On Fri, Feb 25, 2022 at 12:05:31PM +0000, Georgios wrote:
> The first commit does the heavy lifting required for additional compression methods.
> It expands testing coverage for the already supported gzip compression. Commit
> bf9aa490db introduced cfp in compress_io.{c,h} with the intent of unifying
> compression related code and allow for the introduction of additional archive
> formats. However, pg_backup_archiver.c was not using that API. This commit
> teaches pg_backup_archiver.c about cfp and is using it through out.
Thanks for the patch. I have a few high-level comments.
+ # Do not use --no-sync to give test coverage for data sync.
+ compression_gzip_directory_format => {
+ test_key => 'compression',
The tests for GZIP had better be split into their own commit, as
that's a coverage improvement for the existing code.
I was assuming that this was going to be much larger :)
+/* Routines that support LZ4 compressed data I/O */
+#ifdef HAVE_LIBLZ4
+static void InitCompressorLZ4(CompressorState *cs);
+static void ReadDataFromArchiveLZ4(ArchiveHandle *AH, ReadFunc
readF);
+static void WriteDataToArchiveLZ4(ArchiveHandle *AH, CompressorState *cs,
+ const char *data, size_t dLen);
+static void EndCompressorLZ4(ArchiveHandle *AH, CompressorState *cs);
+#endif
Hmm. This is the same set of APIs as ZLIB and NONE to init, read,
write and end, but for the LZ4 compressor (NONE has no init/end).
Wouldn't it be better to refactor the existing pg_dump code to have a
central structure holding all the function definitions in a common
structure so as all those function signatures are set in stone in the
shape of a catalog of callbacks, making the addition of more
compression formats easier?

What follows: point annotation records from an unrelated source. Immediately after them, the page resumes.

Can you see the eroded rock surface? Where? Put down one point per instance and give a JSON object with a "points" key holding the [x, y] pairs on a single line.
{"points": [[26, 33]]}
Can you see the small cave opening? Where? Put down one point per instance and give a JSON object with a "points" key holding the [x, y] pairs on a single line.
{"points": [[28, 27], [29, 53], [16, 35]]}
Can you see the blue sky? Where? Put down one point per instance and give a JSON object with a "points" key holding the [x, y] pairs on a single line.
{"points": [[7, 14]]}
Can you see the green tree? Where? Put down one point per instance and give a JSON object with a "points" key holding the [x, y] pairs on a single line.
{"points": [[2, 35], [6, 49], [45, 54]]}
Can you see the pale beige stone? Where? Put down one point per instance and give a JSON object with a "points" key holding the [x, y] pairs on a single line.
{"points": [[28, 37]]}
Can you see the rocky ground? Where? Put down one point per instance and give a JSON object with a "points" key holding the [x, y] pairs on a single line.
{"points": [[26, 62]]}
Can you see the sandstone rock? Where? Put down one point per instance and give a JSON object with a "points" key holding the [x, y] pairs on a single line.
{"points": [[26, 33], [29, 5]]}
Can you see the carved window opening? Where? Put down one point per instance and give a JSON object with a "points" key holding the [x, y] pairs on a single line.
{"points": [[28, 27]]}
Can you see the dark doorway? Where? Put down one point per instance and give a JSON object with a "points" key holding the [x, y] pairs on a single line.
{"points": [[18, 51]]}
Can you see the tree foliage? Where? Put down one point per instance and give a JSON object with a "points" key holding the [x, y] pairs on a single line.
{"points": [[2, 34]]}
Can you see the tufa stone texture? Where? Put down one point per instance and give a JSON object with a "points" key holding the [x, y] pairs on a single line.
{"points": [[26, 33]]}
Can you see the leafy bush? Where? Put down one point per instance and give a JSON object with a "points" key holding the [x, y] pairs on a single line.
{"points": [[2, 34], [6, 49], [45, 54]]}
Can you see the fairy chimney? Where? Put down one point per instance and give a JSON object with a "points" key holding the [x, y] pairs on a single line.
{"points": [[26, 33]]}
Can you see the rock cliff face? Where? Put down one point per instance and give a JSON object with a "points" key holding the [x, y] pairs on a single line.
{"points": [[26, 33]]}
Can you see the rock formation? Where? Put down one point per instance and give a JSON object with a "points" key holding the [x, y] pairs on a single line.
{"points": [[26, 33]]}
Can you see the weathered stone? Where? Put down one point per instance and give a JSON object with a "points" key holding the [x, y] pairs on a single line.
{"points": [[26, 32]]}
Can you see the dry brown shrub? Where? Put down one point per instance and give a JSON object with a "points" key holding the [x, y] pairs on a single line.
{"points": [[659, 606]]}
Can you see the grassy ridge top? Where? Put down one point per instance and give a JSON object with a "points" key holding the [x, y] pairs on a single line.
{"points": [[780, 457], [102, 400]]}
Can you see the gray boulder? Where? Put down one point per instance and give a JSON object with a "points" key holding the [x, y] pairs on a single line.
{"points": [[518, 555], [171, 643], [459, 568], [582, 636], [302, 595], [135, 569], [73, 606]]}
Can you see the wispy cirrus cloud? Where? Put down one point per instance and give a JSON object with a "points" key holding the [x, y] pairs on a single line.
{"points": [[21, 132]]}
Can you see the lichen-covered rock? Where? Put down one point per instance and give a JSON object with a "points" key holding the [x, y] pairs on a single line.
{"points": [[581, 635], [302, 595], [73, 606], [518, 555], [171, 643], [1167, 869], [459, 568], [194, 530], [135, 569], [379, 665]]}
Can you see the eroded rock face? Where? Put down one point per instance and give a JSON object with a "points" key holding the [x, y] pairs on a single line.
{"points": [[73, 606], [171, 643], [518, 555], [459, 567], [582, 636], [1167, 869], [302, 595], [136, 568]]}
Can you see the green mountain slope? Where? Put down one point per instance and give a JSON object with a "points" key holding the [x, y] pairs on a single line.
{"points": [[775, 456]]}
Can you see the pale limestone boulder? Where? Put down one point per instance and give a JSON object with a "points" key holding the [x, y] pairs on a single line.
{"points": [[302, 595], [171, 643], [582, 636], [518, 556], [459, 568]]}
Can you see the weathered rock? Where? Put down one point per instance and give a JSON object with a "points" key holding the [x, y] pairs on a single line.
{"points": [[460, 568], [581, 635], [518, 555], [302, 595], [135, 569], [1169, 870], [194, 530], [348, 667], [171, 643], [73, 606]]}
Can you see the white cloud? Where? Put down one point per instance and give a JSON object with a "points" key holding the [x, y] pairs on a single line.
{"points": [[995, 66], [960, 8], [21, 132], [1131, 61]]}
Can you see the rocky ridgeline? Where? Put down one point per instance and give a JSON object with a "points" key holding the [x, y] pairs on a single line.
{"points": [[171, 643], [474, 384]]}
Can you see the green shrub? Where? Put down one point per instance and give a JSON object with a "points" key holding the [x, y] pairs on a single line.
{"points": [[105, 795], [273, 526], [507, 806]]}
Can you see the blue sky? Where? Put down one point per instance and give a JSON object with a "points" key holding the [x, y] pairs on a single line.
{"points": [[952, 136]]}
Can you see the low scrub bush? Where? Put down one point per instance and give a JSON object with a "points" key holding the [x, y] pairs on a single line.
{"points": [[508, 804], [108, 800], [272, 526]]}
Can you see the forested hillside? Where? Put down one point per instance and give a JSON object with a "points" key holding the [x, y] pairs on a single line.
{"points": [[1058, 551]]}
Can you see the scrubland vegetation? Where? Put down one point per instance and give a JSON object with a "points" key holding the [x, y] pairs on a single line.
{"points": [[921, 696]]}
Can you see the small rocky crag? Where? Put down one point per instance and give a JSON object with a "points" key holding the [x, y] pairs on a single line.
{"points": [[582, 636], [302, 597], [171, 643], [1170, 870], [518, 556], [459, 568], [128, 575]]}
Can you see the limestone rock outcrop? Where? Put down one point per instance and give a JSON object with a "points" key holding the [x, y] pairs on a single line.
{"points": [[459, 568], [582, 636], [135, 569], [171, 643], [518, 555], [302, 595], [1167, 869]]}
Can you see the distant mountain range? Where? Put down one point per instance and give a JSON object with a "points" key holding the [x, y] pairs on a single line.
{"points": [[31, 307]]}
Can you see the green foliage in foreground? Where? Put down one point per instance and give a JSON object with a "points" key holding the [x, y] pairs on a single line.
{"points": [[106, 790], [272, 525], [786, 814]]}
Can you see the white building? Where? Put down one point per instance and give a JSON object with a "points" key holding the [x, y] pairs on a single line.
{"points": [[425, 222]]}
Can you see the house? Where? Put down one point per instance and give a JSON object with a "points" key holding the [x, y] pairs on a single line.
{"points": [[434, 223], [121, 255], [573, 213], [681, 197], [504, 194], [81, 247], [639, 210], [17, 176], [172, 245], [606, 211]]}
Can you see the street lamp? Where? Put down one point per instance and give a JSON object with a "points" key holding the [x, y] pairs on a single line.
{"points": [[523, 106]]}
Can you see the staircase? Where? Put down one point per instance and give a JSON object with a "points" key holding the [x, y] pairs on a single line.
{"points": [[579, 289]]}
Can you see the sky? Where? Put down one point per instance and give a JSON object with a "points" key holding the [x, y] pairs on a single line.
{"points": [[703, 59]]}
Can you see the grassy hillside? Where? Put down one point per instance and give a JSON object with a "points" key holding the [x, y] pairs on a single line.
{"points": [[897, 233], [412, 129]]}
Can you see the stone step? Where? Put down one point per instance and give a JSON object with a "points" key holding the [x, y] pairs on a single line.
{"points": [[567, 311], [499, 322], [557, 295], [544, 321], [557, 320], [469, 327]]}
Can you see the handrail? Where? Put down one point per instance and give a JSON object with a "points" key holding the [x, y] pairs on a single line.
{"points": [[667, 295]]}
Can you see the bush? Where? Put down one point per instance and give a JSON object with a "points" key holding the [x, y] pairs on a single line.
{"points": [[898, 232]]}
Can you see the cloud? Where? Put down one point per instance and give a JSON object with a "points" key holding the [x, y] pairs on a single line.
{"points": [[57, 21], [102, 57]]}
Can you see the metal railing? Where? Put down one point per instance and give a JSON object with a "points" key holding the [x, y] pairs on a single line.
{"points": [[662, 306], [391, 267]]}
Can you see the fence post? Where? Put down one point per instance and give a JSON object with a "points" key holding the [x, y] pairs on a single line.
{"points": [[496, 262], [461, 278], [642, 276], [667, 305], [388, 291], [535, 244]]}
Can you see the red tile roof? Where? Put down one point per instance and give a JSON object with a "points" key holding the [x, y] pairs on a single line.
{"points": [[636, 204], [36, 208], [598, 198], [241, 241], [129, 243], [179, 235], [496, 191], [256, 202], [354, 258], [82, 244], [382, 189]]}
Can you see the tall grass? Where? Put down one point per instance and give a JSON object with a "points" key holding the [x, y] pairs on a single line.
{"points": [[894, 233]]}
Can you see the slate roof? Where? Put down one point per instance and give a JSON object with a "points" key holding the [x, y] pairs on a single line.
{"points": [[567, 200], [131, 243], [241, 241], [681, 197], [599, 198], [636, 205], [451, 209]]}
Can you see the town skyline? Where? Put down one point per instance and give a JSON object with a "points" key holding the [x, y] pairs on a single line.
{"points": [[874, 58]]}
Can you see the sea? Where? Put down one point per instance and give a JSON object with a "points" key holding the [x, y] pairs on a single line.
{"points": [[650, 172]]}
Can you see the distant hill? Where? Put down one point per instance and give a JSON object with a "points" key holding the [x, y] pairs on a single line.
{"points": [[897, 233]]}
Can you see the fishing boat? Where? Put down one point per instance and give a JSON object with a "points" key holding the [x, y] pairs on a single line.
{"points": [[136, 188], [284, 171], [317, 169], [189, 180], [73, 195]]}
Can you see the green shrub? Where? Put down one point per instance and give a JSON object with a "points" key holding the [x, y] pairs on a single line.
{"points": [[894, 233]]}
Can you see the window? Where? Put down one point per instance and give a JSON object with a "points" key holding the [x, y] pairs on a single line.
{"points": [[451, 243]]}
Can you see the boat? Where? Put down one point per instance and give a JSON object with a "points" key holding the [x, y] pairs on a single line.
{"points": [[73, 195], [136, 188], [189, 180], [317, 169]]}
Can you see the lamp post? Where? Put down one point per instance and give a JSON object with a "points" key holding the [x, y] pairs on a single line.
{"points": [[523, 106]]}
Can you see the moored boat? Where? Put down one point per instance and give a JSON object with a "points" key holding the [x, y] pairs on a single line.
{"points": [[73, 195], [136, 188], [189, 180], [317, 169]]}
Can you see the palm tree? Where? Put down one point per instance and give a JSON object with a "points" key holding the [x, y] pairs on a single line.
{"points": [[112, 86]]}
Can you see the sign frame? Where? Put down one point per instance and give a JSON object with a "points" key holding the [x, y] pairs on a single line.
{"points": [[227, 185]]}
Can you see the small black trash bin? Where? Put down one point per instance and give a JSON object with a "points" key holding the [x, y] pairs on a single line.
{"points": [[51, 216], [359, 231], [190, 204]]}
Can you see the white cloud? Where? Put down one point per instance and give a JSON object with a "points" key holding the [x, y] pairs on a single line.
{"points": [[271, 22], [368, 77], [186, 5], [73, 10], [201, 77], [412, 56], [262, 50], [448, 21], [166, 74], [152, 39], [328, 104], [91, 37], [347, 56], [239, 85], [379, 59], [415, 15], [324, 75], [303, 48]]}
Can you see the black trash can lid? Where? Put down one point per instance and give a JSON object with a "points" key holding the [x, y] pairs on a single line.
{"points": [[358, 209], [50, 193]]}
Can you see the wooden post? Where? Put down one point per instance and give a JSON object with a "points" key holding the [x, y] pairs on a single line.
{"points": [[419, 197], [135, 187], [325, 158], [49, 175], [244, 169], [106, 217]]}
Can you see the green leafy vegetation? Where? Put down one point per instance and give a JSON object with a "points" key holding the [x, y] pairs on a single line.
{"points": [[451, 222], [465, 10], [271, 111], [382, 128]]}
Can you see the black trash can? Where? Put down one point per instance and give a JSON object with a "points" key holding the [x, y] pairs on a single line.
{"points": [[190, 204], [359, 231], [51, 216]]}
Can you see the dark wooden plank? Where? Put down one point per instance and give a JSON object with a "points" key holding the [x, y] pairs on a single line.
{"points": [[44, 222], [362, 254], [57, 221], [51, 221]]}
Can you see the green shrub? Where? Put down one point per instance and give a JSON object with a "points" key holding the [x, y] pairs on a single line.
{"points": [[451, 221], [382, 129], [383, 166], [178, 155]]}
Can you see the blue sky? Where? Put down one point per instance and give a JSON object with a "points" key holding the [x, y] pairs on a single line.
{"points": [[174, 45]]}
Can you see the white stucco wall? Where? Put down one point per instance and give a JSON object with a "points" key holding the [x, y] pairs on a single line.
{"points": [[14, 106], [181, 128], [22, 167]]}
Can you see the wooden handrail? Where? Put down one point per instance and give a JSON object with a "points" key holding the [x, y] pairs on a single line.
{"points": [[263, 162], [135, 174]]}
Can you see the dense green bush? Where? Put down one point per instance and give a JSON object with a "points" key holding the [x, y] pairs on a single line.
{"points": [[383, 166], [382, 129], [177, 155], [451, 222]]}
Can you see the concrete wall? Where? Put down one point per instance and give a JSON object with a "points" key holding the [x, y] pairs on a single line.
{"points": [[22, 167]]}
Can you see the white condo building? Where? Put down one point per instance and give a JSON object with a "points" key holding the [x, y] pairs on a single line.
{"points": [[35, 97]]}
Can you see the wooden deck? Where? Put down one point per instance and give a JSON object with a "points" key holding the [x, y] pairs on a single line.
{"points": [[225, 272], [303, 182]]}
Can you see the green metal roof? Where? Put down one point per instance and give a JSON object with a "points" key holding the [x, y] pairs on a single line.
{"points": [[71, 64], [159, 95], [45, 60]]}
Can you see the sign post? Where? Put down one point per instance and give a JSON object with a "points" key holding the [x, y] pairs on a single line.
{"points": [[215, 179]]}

I would imagine that we'd split the code
of each compression method into their own file with their own context
data. This would lead to a removal of compress_io.c, with its entry
points ReadDataFromArchive(), WriteDataToArchive() & co replaced by
pointers to each per-compression callback.
> Furthermore, compression was chosen based on the value of the level passed
> as an argument during the invocation of pg_dump or some hardcoded defaults. This
> does not scale for more than one compression methods. Now the method used for
> compression can be explicitly requested during command invocation, or set during
> hardcoded defaults. Then it is stored in the relevant structs and passed in the
> relevant functions, along side compression level which has lost it's special
> meaning. The method for compression is not yet stored in the actual archive.
> This is done in the next commit which does introduce a new method.
That's one thing Robert was arguing about with pg_basebackup, so that
would be consistent, and the option set is backward-compatible as far
as I get it by reading the code.
--
Michael